Carissa decided to research the teams to find the one she wanted to support and rally behind. Three teams were within driving distance.


"There are the Dallas Stars, but we hate the Cowboys and they have the same logo, so that wasn't happening," she said. "There are the St. Louis Blues, but their mascot is a music note. That's not very tough. The Nashville Predators with a sabre-tooth tiger, that's a given.


"I started watching games on the Internet to learn about it, finally convinced Vince to get the NHL package and we went to a game on my birthday.
"We got seats on the glass. The ice was spraying on the glass in front of me, the puck was hitting the glass and I didn't flinch. I loved it. It was a natural high for me. I was wondering why I hadn't been doing this all my life."


Vinney said he loves the NFL and baseball, but there's nothing more exciting than being at a live hockey game.


"It took one game and we were in," he said. "There aren't those long timeouts like basketball and football and baseball. You don't have time to calm down.


"It's a goodtime, Redneck hockey."


Welcome to hockey night in Nashville.


Sure, the fans may not have grown up with the game we like to call ours, but they know how to enjoy themselves while watching it.


Actually, fans enjoy themselves well before puck drop.


The Predators home, the Bridgestone Arena, is kitty corner to the start of the Broadway strip.


Along that strip, you can hear the singers -- mostly wannabes, but once in a while one will catch the ear of a record label executive -- belting out tunes at such famous haunts as Legends Corner, Tootsies and The Second Fiddle -- which is across the street from the Ernest Tubb Record Shop.


The honky-tonks are only part of the atmosphere.


Various barbecue joints feature fall-off-the-bone ribs that melt in your mouth -- a meal that must be finished with a piece of pecan pie.


Just outside the rink is the Party on the Plaza, where you're greeted at Smashville by short-skirted ice girls/cheerleaders, a drum line pounding its rhythm, a live band and a car painted in Canucks colours which you can pound with a sledgehammer three times for $5 with the proceeds to charity.


Even before heading into the rink, it's a sight to see.

"I had no idea what to expect," said Canucks fan Lanny Zrill, who made the trip from Vancouver for this series.


"We knew we were coming for hockey and barbecue.

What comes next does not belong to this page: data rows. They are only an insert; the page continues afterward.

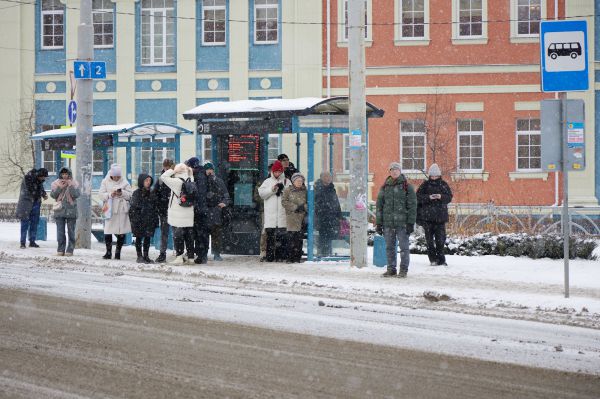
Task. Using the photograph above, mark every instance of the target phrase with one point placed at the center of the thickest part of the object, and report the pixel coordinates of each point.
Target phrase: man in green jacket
(396, 216)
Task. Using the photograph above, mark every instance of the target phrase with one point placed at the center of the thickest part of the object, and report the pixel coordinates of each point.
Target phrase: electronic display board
(244, 151)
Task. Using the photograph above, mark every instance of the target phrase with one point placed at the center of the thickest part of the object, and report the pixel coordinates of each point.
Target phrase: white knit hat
(115, 170)
(434, 170)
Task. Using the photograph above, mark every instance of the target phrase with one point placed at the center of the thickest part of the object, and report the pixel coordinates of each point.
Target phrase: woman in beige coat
(294, 202)
(116, 192)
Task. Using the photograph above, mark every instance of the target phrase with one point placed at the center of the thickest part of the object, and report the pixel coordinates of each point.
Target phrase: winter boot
(120, 242)
(389, 273)
(108, 242)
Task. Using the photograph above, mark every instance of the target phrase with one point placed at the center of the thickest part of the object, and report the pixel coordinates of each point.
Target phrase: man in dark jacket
(201, 230)
(163, 194)
(30, 200)
(396, 216)
(217, 198)
(288, 167)
(328, 213)
(433, 197)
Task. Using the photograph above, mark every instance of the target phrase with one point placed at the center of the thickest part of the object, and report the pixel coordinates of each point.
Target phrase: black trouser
(183, 238)
(294, 245)
(200, 236)
(276, 245)
(138, 245)
(435, 234)
(216, 239)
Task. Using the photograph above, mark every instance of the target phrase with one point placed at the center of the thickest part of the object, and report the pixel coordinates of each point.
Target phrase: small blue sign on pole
(98, 69)
(72, 111)
(564, 56)
(81, 70)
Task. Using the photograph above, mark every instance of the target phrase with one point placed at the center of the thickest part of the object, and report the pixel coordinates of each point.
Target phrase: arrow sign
(81, 70)
(98, 69)
(72, 111)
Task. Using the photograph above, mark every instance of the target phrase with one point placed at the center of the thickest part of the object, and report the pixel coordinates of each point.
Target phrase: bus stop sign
(564, 56)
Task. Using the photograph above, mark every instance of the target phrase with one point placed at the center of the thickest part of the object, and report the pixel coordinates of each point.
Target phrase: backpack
(188, 194)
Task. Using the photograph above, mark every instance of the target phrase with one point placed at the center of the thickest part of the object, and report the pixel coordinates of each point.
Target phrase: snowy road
(52, 347)
(521, 342)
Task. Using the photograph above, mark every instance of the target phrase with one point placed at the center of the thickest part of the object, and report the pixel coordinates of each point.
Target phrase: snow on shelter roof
(276, 108)
(124, 130)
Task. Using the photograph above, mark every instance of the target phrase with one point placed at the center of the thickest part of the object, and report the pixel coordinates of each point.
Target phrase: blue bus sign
(564, 56)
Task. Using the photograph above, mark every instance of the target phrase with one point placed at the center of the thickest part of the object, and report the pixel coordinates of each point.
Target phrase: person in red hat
(271, 191)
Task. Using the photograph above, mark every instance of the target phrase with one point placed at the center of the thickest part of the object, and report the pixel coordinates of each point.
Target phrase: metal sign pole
(85, 51)
(358, 129)
(565, 211)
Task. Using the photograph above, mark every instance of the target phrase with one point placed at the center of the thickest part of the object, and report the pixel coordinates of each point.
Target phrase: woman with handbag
(116, 192)
(65, 192)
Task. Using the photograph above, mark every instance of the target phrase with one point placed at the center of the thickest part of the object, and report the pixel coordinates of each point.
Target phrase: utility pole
(358, 133)
(83, 151)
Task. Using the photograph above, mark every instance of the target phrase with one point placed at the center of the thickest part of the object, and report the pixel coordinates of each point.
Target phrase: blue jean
(60, 234)
(393, 235)
(30, 223)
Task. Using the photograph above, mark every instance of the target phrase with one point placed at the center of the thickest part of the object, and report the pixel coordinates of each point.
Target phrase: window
(529, 144)
(98, 161)
(412, 21)
(412, 135)
(529, 14)
(470, 18)
(158, 32)
(367, 19)
(103, 18)
(470, 145)
(274, 147)
(52, 24)
(266, 21)
(214, 16)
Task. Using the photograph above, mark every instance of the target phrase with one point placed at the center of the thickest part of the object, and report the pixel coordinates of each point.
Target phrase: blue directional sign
(81, 69)
(98, 69)
(72, 111)
(564, 56)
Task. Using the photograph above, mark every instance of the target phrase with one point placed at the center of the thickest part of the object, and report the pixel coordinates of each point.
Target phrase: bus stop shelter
(136, 138)
(240, 131)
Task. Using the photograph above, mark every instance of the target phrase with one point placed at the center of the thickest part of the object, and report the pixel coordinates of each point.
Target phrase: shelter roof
(124, 130)
(276, 108)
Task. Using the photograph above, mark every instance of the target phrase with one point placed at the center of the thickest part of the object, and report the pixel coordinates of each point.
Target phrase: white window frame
(528, 133)
(104, 13)
(400, 40)
(470, 133)
(470, 39)
(413, 133)
(515, 37)
(214, 9)
(152, 13)
(53, 13)
(342, 22)
(266, 7)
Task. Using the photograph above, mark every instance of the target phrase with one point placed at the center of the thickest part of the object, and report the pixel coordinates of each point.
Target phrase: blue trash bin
(379, 257)
(42, 230)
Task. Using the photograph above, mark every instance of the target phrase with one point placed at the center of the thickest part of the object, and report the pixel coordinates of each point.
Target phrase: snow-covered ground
(499, 308)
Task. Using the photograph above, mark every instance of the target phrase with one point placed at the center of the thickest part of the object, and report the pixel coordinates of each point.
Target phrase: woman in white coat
(116, 192)
(181, 218)
(275, 218)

It's a beautiful city, green, people are friendly, and there is barbecue.


"It was easy to get tickets, really easy, and that was kind of shocking, but I don't know if we'd experience something like this in Vancouver. Maybe we take it for granted a bit."

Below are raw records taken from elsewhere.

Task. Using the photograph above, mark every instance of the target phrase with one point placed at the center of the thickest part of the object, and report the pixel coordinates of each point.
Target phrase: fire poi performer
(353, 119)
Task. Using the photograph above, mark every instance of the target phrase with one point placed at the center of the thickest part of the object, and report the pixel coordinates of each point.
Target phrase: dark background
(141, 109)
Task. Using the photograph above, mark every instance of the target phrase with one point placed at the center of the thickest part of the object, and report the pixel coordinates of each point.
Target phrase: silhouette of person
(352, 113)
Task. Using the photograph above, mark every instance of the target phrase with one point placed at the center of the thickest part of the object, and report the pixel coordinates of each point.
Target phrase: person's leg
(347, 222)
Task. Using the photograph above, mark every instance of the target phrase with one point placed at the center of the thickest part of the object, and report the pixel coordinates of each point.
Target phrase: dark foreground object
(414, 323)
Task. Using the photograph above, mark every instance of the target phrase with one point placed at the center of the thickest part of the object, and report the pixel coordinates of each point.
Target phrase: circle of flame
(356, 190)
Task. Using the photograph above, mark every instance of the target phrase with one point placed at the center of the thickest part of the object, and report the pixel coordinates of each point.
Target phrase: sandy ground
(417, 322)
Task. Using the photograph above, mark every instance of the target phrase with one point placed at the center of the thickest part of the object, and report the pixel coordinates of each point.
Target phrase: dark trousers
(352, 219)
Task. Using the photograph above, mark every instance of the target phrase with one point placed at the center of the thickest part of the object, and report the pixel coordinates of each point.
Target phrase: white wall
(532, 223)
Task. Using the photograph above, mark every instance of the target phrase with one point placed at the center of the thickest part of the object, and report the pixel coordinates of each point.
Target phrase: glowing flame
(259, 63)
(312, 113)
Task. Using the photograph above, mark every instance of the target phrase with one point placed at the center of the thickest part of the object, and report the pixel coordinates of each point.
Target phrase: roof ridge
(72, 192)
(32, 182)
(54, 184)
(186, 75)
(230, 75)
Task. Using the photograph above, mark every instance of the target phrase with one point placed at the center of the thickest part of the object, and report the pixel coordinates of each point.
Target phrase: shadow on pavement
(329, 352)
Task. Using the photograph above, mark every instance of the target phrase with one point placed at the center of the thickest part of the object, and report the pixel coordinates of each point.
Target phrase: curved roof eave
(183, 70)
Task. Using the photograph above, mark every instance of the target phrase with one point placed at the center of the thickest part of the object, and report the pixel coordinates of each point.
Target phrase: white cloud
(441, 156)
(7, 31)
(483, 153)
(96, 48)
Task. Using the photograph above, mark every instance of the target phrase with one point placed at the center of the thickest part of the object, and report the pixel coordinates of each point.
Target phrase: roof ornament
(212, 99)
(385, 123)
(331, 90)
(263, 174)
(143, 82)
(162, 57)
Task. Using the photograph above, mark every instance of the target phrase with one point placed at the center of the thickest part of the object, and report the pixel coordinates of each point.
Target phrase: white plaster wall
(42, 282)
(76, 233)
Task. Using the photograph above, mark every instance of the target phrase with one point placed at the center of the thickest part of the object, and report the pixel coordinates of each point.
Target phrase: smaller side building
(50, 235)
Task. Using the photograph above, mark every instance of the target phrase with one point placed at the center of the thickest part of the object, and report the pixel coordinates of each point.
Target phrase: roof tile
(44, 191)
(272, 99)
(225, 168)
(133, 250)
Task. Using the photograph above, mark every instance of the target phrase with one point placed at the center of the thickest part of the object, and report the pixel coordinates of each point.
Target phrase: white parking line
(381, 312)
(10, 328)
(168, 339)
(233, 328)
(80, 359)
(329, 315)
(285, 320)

It took a disaster for Sandee Hughes and her son, Michael, who plays goalie on his high school team, to enjoy a Preds game for the first time.


Their home in Huntsville, Ala., has been without power since tornadoes ripped through the area last week. They're fans of the minor-league Huntsville Havoc, and saw this as an opportunity to escape the storm's aftermath.

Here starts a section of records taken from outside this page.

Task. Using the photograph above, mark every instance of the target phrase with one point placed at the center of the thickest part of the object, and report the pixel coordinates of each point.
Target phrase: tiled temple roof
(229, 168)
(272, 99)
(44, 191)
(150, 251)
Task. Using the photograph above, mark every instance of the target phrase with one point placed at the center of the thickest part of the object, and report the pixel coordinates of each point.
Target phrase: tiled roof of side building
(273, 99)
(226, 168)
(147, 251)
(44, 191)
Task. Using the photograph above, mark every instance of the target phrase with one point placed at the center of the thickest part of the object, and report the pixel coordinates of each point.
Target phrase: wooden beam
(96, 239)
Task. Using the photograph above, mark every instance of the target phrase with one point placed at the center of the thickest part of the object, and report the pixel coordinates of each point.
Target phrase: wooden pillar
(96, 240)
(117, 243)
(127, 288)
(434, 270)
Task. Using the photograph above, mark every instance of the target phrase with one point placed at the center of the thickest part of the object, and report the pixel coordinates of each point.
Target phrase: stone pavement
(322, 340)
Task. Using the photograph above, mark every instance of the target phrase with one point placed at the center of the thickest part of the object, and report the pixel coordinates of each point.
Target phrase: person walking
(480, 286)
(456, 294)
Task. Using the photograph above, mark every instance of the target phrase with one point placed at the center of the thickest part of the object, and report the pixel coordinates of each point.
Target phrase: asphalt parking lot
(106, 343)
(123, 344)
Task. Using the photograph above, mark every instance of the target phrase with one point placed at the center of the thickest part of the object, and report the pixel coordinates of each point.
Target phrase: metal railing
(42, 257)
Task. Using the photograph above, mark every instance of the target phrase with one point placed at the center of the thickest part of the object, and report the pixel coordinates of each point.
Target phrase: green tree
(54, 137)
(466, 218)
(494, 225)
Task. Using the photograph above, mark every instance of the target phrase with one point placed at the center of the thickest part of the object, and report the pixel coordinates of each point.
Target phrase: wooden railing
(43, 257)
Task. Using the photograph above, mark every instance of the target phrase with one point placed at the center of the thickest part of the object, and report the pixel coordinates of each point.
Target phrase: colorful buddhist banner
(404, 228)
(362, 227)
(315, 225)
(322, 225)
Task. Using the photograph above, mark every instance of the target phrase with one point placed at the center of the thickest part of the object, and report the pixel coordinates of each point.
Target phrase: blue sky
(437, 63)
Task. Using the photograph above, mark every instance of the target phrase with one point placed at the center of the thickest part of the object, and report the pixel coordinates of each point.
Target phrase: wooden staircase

"We've been looking to come up here for quite a while," Michael said. "I just hate the circumstances that brought us up here, but I'm glad to be able to see them play."


Inside, the crowd provides a night right out of an NCAA basketball or football game.


Bands play during the intermission.


Chants ring out from section 303 -- or Cellblock 303 the regulars call it -- and they even have an on-line cheatsheet for others to know what they're saying.


Ivan Santamaria and his wife, Rebecca, have been season-ticket holders since 2004, even though they live in Memphis, 340 kilometres away.


They're now so dedicated, they travelled to London to see the Los Angeles Kings and Anaheim Ducks play to kick off the 2007-08 season, and this spring followed the Predators on a trip through Western Canada.


"It's fast, physical, emotional, things change on a dime," Ivan said. "The first time I watched a hockey game, I got hooked."


Among the fans watching the pre-game party was Barney Tootoo, father of Preds fan favourite Jordin Tootoo.


"A lot of people think Nashville is Music City," he said. "But for a Canadian guy coming here to see these fans, he'd see they know what hockey's all about."